Ainsi, les premiers chapitres du roman donnent lieu à un questionnement sur le kitch et la véritable nature de l’art.

Contemporain d’Albert Einstein, Herman Broch était fasciné par le temps, mais aussi par la mort, à une époque où la vie semblait ne plus tenir qu’à un fil. Comme la musique permettait la superposition des voix, elle créait de ce fait une simultanéité qui, en abolissant le temps, pouvait aussi abolir la mort.

Broch a donc construit son roman sous la forme d’une symphonie comportant quatre chapitres (ou mouvements) correspondant aux quatre éléments. Chacun est accompagné d’un sous-titre : L’eau - l’arrivée, Le feu - la descente, La terre - l’attente et L’éther - le retour. L’auteur nous fait ainsi voyager du narratif à l’introspectif à travers ses propres questionnements et les doutes de Virgile.

Chaque mouvement est conçu de façon à nous en faire apprécier le caractère distinct. Ainsi, peut-être pour simuler un adagio, Broch a inséré dans les premiers chapitres des phrases qui peuvent s’allonger sur plusieurs pages, parmi les plus longues de la littérature. La cadence de lecture est, de ce fait, ralentie.

Il est néanmoins difficile de reconnaître avec certitude la forme musicale de chaque mouvement, même si on ressent les variations rythmiques et les envolées lyriques. On ne peut que présumer les intentions de l’auteur en se basant sur les mouvements qu’on peut retrouver dans les symphonies classiques :  Allegro (Rondo sonate)Andante (ou Adagio) – Scherzo (ou Menuet) -  Allegro (Rondo sonate).

Le rythme de l’œuvre où s’imbriquent religion, philosophie, essai et poésie, envoûte.

Dans le deuxième mouvement, Virgile finit par considérer qu’il doit détruire L’Énéide qui lui apparaît maintenant comme l’expression de sa vanité, avec ses vers imparfaits et sa vaine quête de l’art pour l’art. Au lieu de l’amener à communier avec le monde et tout ce qui l’habite, la poésie l’en a détourné. Réalisant que le seul véritable objet de la poésie devrait être l’amour, il ne voit plus qu’une seule façon de se racheter : détruire son œuvre.

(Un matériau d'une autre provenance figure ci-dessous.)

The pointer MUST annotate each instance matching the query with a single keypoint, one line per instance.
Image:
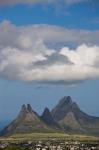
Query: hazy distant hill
(68, 114)
(65, 117)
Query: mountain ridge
(66, 117)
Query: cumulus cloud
(15, 2)
(26, 56)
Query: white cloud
(25, 55)
(15, 2)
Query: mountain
(27, 121)
(68, 114)
(66, 117)
(49, 120)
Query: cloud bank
(32, 2)
(26, 56)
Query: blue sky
(60, 28)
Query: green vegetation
(47, 136)
(13, 148)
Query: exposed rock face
(72, 119)
(26, 122)
(66, 116)
(48, 119)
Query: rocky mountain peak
(66, 100)
(23, 108)
(29, 108)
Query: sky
(48, 49)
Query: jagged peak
(26, 108)
(46, 111)
(67, 100)
(29, 108)
(23, 108)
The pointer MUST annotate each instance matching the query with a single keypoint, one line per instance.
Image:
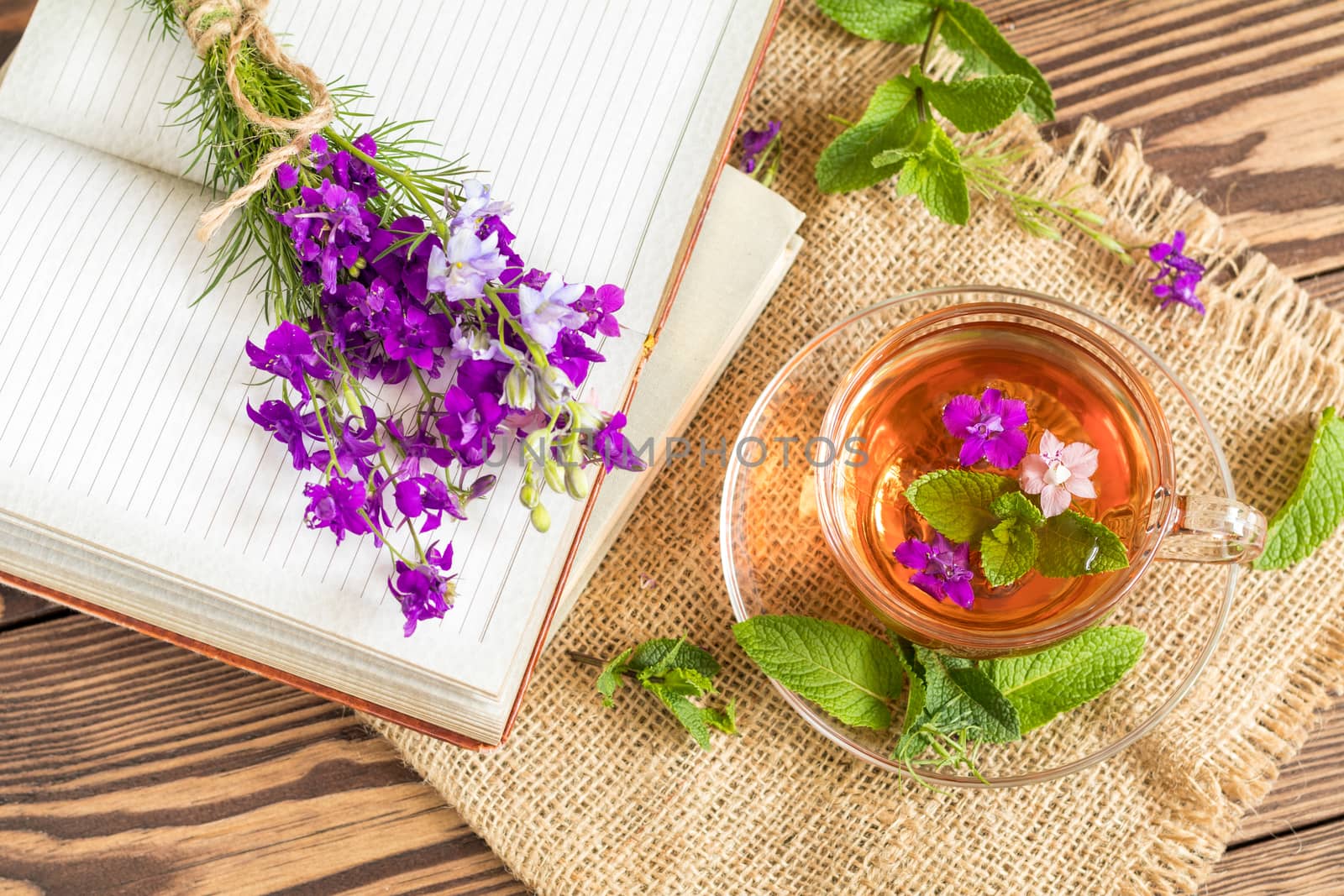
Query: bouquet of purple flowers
(385, 269)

Dans le troisième mouvement, l’auteur raconte dans un langage fluide les échanges entre le poète et ses amis qui l’entourent. Virgile sent bien que la mort approche malgré leur déni. De plus, aucun d’eux n’adhère à son désir de destruction, encensant sa poésie et voyant en l’Énéide son chef-d’œuvre. Non seulement l’œuvre célèbre son auteur, mais elle glorifie Rome et, par le fait même, son empereur qui refuse de renoncer à un tel honneur. D’où le long dialogue entre Virgile et ses amis mais, surtout, entre le poète et l’empereur Auguste qui a assuré son retour de Grèce quelques jours plus tôt.

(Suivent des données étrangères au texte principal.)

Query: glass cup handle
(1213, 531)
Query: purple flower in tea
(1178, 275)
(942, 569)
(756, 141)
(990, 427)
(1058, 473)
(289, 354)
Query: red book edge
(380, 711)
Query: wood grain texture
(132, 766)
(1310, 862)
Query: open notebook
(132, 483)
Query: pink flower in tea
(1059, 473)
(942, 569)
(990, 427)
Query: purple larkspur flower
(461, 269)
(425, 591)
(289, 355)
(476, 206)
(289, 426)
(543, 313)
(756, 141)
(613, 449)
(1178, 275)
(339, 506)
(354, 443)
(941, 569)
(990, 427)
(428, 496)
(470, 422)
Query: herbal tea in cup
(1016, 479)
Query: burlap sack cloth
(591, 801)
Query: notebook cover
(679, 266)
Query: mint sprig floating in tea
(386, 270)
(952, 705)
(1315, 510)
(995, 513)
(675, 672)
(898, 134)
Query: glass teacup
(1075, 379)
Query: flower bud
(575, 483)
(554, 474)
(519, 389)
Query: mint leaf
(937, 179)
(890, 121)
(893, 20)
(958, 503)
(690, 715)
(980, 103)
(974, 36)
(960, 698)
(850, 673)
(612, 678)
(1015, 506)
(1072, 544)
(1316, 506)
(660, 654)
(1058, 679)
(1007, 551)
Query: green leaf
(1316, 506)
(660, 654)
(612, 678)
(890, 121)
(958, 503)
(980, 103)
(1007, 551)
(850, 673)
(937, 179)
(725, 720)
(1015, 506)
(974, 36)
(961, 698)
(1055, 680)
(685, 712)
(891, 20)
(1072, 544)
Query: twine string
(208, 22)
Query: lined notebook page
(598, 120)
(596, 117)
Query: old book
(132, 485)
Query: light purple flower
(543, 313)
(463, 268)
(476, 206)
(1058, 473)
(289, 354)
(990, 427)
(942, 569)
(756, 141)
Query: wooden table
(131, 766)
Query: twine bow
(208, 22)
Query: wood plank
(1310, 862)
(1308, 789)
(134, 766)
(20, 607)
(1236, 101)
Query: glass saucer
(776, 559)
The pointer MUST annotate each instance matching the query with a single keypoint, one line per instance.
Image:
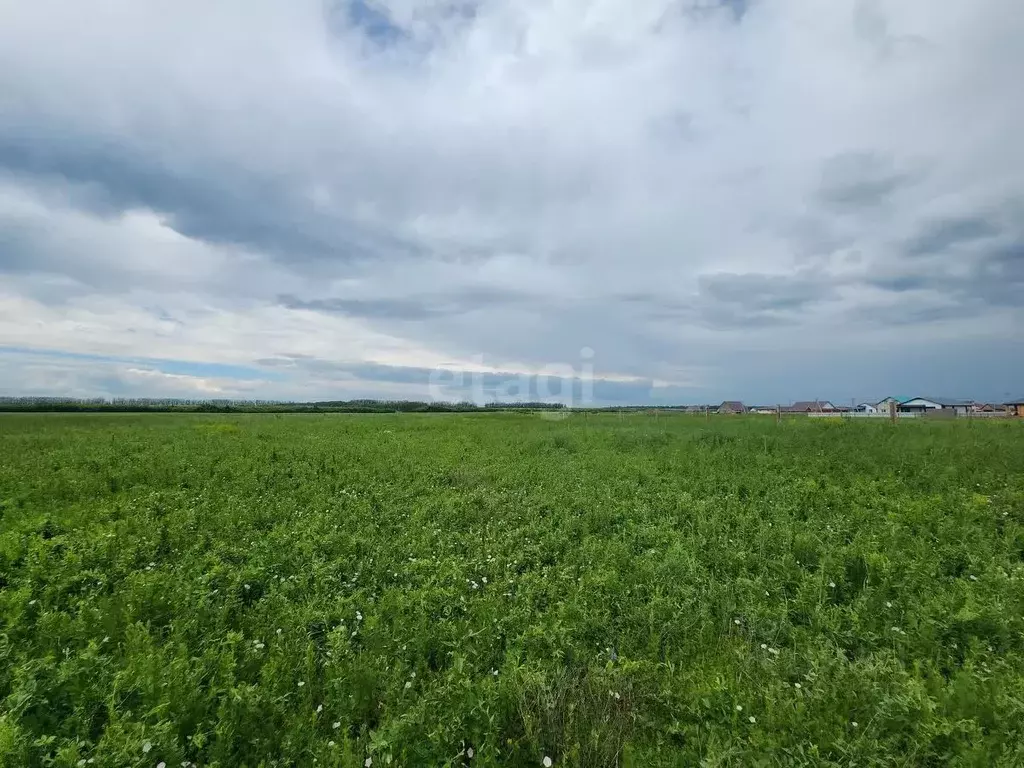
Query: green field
(497, 589)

Virgile tente désespérément de comprendre le vrai sens de la poésie afin de donner un sens à sa vie. S’il veut trouver son chemin vers la mort, il doit se débarrasser de ses illusions, clarifier ses idées et choisir ce qu’il va laisser derrière lui. Les discussions sur la survie de l’Énéide reflètent les émotions de chacune des personnes présentes auxquelles se mêlent différentes considérations philosophiques et politiques.

Virgile commence à voyager entre la réalité et l’autre monde qui l’attend. 

Dans le dernier mouvement, le plus court mais le plus percutant, Broch nous fait bien sentir la finale symphonique de son roman. L’âme de Virgile entame son périple, abandonnant peu à peu ses liens terrestres. Elle pénètre dans un monde nouveau pour vivre une sorte de genèse inversée, fabuleuse et troublante. Il n’y a plus de questionnement, plus de souffrance. 

L’âme s’incarne dans tous les règnes :  animal, végétal et minéral, pour finalement retourner au Verbe originel, au-delà des mots et du langage. La symphonie est achevée, laissant le cœur du lecteur chargé d’émotions.